Types of chili peppers
You don't have to use exactly the same chili peppers we do. Use what's available to you, or experiment with different varieties for new flavors and levels of heat.
Chao Tian Jiao chili peppers, for example, may not be available at your local grocery store. Chili peppers with comparable heat levels are serrano and tabasco peppers, so if you see either of those, they'll make fantastic substitutions.
To go milder and fruitier, you can try using jalapeños or New Mexico chili peppers.
To go hotter, you can opt for chili peppers that have higher Scoville Units. Habaneros and Scotch bonnets are off the charts for us, but if that's your thing, give it a try and let us know! We'll cheer you on from here...
Don't use animal oils
For homemade sauces that you might use for more than one meal, you have to take into consideration how well the ingredients keep. Animal fats and oils, like lard, go rancid very, very quickly. We recommend using plant-based oils for this chili sauce recipe, ideally a cooking oil with a neutral flavor.

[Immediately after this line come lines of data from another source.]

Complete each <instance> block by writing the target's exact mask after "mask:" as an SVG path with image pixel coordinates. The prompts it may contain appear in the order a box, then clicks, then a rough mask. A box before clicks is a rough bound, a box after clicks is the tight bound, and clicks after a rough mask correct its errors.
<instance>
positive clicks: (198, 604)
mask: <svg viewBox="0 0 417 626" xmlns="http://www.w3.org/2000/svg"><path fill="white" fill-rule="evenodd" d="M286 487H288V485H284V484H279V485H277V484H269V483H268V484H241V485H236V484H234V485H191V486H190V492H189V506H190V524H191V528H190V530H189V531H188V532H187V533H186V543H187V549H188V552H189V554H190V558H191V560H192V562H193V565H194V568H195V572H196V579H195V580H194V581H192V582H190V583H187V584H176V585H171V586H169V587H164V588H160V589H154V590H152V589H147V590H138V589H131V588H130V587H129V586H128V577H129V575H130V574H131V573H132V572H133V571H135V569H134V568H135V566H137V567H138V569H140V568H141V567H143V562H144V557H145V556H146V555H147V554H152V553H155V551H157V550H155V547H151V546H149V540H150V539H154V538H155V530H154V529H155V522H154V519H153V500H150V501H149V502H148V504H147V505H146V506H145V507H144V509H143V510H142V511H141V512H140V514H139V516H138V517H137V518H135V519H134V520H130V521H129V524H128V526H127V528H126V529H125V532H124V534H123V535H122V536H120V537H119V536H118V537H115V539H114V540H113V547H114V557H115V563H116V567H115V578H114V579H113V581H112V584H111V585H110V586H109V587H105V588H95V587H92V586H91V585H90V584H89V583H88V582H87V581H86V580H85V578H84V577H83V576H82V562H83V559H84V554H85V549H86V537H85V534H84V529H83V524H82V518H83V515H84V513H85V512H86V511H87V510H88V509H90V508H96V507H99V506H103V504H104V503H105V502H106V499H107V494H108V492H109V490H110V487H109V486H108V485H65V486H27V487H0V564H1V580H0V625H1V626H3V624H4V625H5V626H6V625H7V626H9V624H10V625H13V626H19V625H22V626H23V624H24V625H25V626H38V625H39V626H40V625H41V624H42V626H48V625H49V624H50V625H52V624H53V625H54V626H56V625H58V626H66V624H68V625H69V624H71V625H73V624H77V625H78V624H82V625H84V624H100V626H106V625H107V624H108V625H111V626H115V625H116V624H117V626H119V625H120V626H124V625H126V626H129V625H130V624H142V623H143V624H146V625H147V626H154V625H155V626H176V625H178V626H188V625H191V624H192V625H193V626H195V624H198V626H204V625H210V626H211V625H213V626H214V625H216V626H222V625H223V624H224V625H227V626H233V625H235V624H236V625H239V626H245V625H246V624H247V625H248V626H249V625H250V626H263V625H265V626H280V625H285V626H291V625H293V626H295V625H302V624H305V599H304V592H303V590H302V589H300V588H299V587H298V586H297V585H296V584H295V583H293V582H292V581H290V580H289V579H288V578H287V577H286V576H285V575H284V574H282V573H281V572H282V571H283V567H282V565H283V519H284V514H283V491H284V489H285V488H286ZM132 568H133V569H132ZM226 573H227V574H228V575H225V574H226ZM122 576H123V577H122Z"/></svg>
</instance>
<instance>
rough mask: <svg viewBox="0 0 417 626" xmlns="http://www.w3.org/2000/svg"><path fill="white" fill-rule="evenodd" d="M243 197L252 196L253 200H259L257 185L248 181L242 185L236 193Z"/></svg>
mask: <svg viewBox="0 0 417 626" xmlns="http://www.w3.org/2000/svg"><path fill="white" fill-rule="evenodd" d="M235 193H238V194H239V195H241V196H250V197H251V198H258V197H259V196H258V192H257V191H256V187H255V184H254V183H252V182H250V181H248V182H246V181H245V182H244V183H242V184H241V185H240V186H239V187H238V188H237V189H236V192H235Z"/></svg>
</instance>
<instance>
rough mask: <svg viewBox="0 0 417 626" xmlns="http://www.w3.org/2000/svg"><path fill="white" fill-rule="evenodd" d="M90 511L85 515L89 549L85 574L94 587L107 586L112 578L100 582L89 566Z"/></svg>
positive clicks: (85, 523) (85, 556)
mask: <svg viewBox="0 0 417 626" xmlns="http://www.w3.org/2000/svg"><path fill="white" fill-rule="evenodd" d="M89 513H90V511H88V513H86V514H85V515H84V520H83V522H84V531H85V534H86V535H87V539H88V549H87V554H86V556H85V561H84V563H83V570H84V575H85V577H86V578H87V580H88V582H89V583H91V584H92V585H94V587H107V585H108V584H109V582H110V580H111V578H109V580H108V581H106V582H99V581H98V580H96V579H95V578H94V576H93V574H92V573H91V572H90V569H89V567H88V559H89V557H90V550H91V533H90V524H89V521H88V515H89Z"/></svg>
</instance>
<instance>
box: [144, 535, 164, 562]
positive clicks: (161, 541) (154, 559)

Great options include peanut oil, corn oil, canola oil, rice bran oil, and vegetable oil. Refined olive oil and avocado oil work well too, but they may be pricier.
Adding ground bean sauce
Ground bean sauce is the secret to rounding out the flavor of this chili sauce. Along with the other seasonings, it gives the chili sauce a deeper, more complex taste other than spice and heat and pain.
If you're making the chili sauce and it's looking, smelling, or tasting too spicy, you can increase the amount of ground bean sauce to mellow out the flavor.
This recipe as it's written now is actually a bit spicier than what my family usually makes! My dad usually does an almost 1:1 ratio of ground bean sauce to fresh chili peppers. We like our chili sauce super friendly.